Reflecting on the Santiago mission, UMVIM leader Ken Hudson quotes Romans 12:2 that says: “Do not conform to the pattern of this world, but be transformed by the renewing of your mind. Then you will be able to test and approve what God’s will is—His good, pleasing and perfect will.”
“We have seen the transformation of a vacant lot into a multi-purpose building,” he explains. “The lives impacted in this facility are also being transformed. This area holds so much potential for God’s love and grace to be shared.”
Several team members have made all three trips. Harold McDonald, active at Belair United Methodist Church in Lancaster, is one of them. “I really enjoyed starting this project and seeing the progress through the years,” McDonald says. “I think the people have seen the love of Christ in us.”

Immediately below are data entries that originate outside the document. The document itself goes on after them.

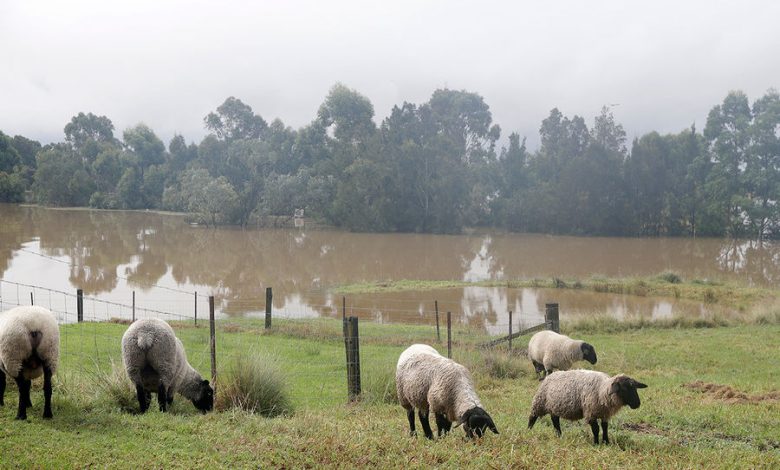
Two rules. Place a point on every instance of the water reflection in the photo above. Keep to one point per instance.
(112, 253)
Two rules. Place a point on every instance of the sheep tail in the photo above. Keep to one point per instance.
(145, 341)
(35, 339)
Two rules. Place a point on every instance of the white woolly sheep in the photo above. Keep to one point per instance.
(588, 394)
(156, 362)
(431, 383)
(549, 350)
(29, 348)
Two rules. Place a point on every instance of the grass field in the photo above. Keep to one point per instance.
(681, 423)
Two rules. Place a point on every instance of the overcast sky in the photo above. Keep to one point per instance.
(168, 63)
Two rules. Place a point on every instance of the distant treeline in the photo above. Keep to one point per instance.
(431, 167)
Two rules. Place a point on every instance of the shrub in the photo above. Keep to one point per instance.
(255, 384)
(670, 276)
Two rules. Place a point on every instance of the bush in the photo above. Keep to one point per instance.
(670, 277)
(254, 383)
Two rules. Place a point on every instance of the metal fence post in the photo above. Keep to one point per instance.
(79, 305)
(269, 295)
(353, 358)
(551, 318)
(212, 343)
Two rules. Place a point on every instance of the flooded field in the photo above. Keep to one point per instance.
(165, 261)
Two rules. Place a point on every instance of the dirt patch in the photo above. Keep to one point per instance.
(730, 395)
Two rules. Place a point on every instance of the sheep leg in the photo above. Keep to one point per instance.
(443, 424)
(24, 391)
(27, 398)
(143, 398)
(594, 426)
(556, 424)
(426, 425)
(531, 421)
(162, 398)
(539, 370)
(47, 393)
(2, 387)
(410, 415)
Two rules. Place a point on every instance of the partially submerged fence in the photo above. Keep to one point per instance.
(87, 344)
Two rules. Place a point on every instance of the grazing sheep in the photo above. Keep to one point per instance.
(155, 362)
(549, 350)
(29, 348)
(431, 383)
(588, 394)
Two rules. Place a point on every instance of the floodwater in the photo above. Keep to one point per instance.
(111, 254)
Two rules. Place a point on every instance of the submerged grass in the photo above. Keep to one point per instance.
(682, 423)
(667, 284)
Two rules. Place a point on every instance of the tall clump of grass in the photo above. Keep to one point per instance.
(669, 276)
(256, 384)
(503, 364)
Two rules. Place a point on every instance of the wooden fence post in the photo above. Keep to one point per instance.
(510, 331)
(353, 358)
(79, 305)
(551, 318)
(213, 343)
(269, 295)
(438, 334)
(449, 335)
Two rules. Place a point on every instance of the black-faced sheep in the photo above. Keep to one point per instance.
(29, 348)
(434, 384)
(156, 362)
(588, 394)
(549, 350)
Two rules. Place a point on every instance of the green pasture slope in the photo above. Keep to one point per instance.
(677, 426)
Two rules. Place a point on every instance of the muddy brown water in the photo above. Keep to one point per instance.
(110, 254)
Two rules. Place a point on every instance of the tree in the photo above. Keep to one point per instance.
(235, 120)
(145, 146)
(86, 132)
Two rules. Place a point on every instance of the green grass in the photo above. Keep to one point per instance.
(675, 426)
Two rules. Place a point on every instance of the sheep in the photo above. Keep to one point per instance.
(155, 361)
(588, 394)
(549, 350)
(29, 348)
(431, 383)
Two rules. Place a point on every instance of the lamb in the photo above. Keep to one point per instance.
(431, 383)
(29, 348)
(549, 350)
(588, 394)
(156, 362)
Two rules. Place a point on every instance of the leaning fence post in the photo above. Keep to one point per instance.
(212, 343)
(79, 305)
(353, 358)
(510, 331)
(269, 295)
(438, 334)
(551, 318)
(449, 335)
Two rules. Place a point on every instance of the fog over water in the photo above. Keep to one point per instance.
(165, 260)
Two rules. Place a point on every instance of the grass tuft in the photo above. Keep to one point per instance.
(255, 383)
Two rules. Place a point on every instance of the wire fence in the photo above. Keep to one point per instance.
(92, 328)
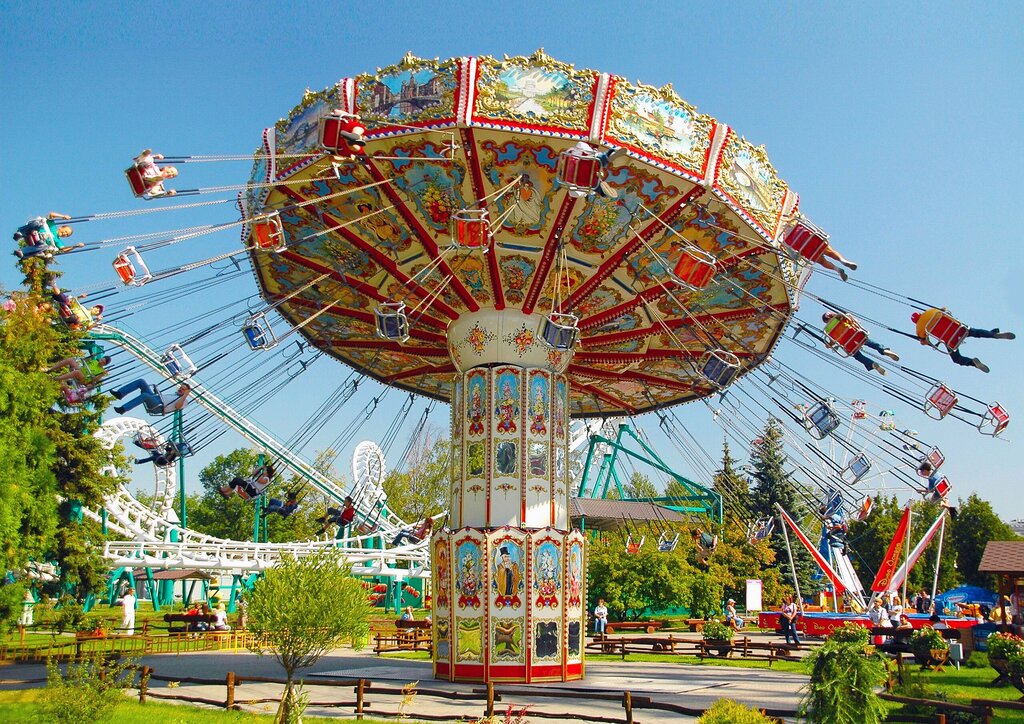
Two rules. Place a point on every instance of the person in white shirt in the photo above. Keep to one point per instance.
(128, 611)
(600, 616)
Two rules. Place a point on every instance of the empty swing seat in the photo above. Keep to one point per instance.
(928, 465)
(269, 233)
(939, 400)
(667, 543)
(719, 367)
(845, 335)
(258, 333)
(137, 181)
(947, 331)
(939, 488)
(580, 170)
(341, 133)
(392, 324)
(131, 268)
(471, 229)
(858, 467)
(560, 331)
(177, 363)
(806, 240)
(694, 268)
(821, 420)
(994, 421)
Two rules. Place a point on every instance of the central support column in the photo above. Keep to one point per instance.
(508, 577)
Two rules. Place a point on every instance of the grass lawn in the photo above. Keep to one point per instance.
(26, 706)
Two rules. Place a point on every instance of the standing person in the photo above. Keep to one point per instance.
(788, 620)
(128, 602)
(895, 610)
(730, 614)
(600, 618)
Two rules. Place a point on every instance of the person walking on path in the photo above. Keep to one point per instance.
(128, 602)
(788, 620)
(600, 618)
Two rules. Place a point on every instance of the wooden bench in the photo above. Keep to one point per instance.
(411, 640)
(181, 624)
(412, 625)
(648, 626)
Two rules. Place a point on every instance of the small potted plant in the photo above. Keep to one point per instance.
(929, 647)
(1015, 670)
(850, 633)
(719, 637)
(1000, 647)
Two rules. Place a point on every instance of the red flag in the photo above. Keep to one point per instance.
(892, 558)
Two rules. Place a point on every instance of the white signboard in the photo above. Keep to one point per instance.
(753, 594)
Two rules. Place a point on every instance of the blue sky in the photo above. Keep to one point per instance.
(901, 128)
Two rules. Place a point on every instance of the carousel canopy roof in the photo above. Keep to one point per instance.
(483, 133)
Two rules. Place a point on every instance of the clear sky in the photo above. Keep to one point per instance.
(900, 127)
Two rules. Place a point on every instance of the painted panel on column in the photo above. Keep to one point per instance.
(506, 503)
(547, 572)
(510, 600)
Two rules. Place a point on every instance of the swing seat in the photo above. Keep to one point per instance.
(945, 330)
(560, 331)
(258, 333)
(858, 467)
(935, 459)
(667, 543)
(177, 363)
(719, 367)
(341, 134)
(821, 420)
(580, 170)
(939, 490)
(994, 420)
(471, 229)
(845, 335)
(694, 268)
(75, 395)
(138, 182)
(268, 233)
(392, 324)
(128, 265)
(806, 240)
(939, 400)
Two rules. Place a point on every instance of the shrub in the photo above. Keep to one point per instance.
(1000, 645)
(926, 639)
(716, 631)
(842, 687)
(725, 711)
(850, 633)
(89, 690)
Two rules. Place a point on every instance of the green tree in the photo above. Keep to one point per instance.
(423, 486)
(732, 486)
(48, 452)
(773, 485)
(301, 609)
(631, 584)
(976, 524)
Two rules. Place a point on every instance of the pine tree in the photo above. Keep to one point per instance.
(49, 454)
(732, 486)
(773, 485)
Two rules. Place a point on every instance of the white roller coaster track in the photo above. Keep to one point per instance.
(158, 540)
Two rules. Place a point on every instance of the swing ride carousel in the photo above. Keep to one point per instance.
(530, 242)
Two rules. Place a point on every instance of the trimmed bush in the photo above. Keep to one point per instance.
(726, 711)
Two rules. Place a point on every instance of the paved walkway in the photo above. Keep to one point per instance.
(690, 686)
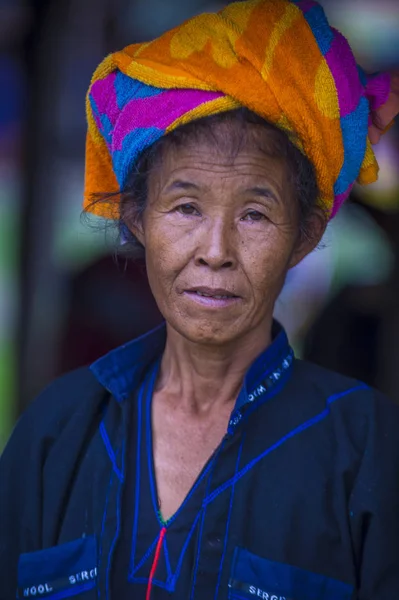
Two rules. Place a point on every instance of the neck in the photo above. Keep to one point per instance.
(203, 377)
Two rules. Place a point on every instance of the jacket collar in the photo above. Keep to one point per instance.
(121, 370)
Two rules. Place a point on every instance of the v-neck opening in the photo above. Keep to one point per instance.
(151, 463)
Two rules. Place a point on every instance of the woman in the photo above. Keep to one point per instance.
(202, 460)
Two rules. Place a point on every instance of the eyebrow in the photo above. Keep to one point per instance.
(179, 184)
(264, 192)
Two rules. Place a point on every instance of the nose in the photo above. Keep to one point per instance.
(216, 247)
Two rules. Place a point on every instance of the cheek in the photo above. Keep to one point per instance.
(266, 262)
(165, 256)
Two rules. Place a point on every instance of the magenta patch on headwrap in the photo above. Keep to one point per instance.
(158, 111)
(306, 5)
(343, 67)
(104, 93)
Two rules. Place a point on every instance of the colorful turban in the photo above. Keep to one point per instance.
(279, 58)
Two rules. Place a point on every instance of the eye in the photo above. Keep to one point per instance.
(253, 215)
(187, 209)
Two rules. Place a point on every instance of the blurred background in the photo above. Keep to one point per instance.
(65, 299)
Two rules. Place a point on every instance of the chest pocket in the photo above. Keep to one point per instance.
(60, 572)
(255, 577)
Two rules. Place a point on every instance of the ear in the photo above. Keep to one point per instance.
(382, 118)
(307, 241)
(136, 226)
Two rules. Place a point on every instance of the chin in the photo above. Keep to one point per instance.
(205, 332)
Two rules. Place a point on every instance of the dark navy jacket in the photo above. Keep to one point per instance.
(299, 502)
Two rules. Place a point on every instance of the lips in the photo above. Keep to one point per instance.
(217, 293)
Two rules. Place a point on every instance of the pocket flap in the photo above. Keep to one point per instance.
(70, 568)
(256, 577)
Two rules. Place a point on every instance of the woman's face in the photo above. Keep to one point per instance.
(220, 233)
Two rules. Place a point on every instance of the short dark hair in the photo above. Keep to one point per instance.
(133, 198)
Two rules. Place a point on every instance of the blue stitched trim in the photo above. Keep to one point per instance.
(167, 560)
(183, 552)
(313, 421)
(154, 496)
(170, 583)
(110, 450)
(151, 473)
(145, 557)
(203, 511)
(100, 554)
(138, 475)
(80, 589)
(235, 596)
(118, 523)
(161, 584)
(253, 406)
(228, 520)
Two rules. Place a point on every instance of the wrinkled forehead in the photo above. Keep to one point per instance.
(226, 142)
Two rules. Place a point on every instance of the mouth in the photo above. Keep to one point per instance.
(213, 297)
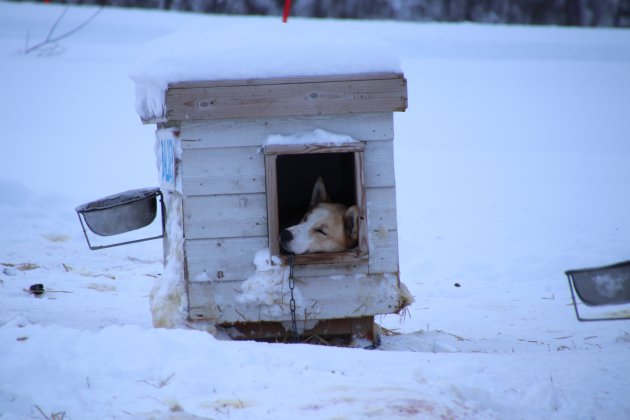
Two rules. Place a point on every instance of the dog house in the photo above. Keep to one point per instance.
(237, 162)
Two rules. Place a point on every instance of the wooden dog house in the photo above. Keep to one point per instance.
(238, 163)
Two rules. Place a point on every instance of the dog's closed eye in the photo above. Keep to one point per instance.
(321, 231)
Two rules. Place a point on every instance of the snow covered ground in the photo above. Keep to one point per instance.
(513, 165)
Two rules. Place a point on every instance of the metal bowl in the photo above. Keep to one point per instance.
(121, 213)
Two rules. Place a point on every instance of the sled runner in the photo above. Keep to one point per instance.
(604, 291)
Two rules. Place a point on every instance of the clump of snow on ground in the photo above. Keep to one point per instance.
(168, 299)
(268, 288)
(317, 136)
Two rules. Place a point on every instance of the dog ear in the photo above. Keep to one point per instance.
(351, 222)
(319, 194)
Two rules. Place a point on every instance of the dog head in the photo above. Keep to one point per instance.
(326, 227)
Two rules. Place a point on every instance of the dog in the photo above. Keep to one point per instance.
(326, 226)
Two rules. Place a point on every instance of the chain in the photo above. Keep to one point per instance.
(296, 337)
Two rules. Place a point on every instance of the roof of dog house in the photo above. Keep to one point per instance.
(304, 85)
(220, 52)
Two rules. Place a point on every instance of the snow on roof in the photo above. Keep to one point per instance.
(256, 48)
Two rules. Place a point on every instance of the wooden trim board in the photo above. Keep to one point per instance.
(286, 97)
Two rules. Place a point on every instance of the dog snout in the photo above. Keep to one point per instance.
(286, 236)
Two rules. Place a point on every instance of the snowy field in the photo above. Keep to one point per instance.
(513, 165)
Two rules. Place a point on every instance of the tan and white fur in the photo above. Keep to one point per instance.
(326, 226)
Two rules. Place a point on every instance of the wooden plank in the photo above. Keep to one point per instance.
(254, 132)
(381, 208)
(353, 256)
(230, 170)
(327, 328)
(301, 149)
(231, 259)
(330, 97)
(225, 216)
(320, 298)
(383, 251)
(286, 80)
(223, 259)
(379, 164)
(273, 222)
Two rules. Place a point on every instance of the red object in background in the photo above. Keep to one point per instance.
(287, 8)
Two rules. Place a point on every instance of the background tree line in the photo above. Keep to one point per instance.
(537, 12)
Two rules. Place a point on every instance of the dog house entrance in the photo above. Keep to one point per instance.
(292, 171)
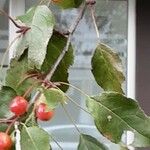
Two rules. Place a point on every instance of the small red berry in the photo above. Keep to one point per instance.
(5, 141)
(42, 114)
(18, 106)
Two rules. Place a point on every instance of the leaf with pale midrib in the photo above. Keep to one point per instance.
(34, 138)
(88, 142)
(54, 49)
(114, 113)
(107, 69)
(17, 72)
(54, 97)
(41, 21)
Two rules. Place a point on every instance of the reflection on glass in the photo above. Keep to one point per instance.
(112, 23)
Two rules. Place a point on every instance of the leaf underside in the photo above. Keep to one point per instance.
(41, 21)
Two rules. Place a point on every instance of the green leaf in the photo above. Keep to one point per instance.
(141, 141)
(3, 127)
(68, 3)
(106, 68)
(17, 72)
(41, 21)
(114, 113)
(55, 47)
(54, 97)
(6, 95)
(34, 138)
(89, 143)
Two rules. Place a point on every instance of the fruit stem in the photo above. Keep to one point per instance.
(11, 124)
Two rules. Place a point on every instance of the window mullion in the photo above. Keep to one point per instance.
(16, 7)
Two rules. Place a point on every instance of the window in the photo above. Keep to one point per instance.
(114, 25)
(3, 34)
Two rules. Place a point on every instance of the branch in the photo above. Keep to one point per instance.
(92, 10)
(66, 48)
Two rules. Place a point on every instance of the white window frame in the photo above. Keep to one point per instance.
(17, 7)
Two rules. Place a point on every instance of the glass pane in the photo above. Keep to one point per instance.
(112, 23)
(3, 33)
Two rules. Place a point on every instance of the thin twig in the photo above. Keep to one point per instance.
(70, 118)
(77, 104)
(71, 31)
(92, 10)
(52, 70)
(11, 124)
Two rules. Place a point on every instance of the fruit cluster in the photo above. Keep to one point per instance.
(19, 106)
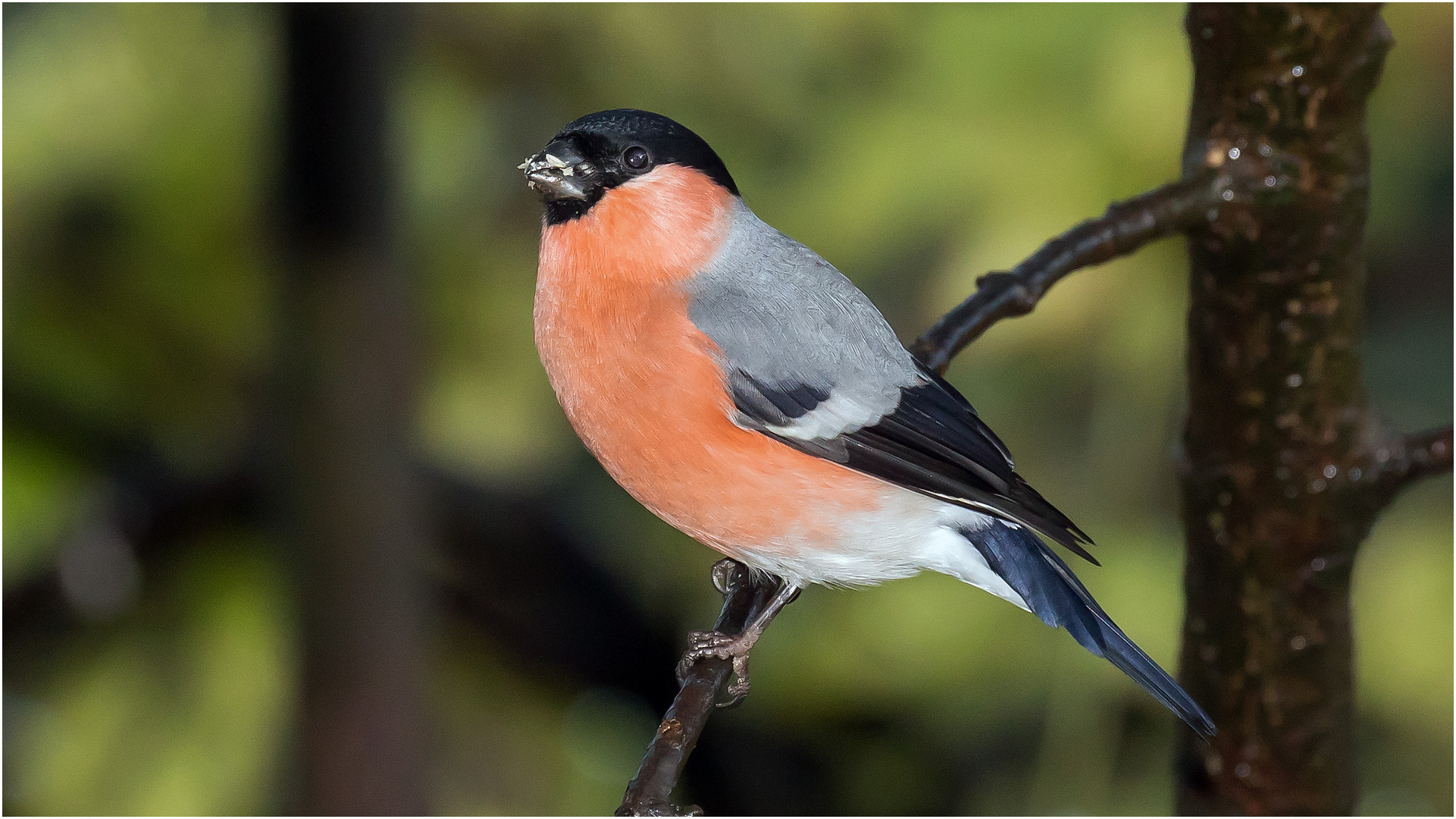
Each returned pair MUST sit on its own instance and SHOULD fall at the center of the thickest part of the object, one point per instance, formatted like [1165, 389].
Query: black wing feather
[932, 444]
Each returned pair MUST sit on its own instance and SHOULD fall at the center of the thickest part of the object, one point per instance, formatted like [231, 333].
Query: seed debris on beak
[555, 177]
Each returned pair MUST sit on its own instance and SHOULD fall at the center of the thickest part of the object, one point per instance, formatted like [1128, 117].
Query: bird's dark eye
[635, 158]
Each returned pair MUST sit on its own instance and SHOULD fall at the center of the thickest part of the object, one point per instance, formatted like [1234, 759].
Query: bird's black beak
[559, 172]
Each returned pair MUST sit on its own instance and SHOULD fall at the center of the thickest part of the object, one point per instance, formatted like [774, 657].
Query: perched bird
[746, 392]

This ministry has also made a difference in those churches sending missioners. Randy Madsen, pastor of Grace Community Church in Fort Mill, notes that when participating members came back from the first trip, not only did they want to return, they took more members with them. “After David and Cindy came for our inaugural missions conference in 2013, things changed at Grace Community,” Madsen says. “Missions is not what you look like, it’s what you live like.”
Though she had served on a few UMVIM missions before, Allyson Reid, a member at Bethel United Methodist Church in Rock Hill, remembers how she felt traveling for the first time outside the U.S. “I was scared out of my mind,” she says. “But it was so incredible to even be a small part of helping the Santiago church. I’m so excited to go back and continue God’s work there.”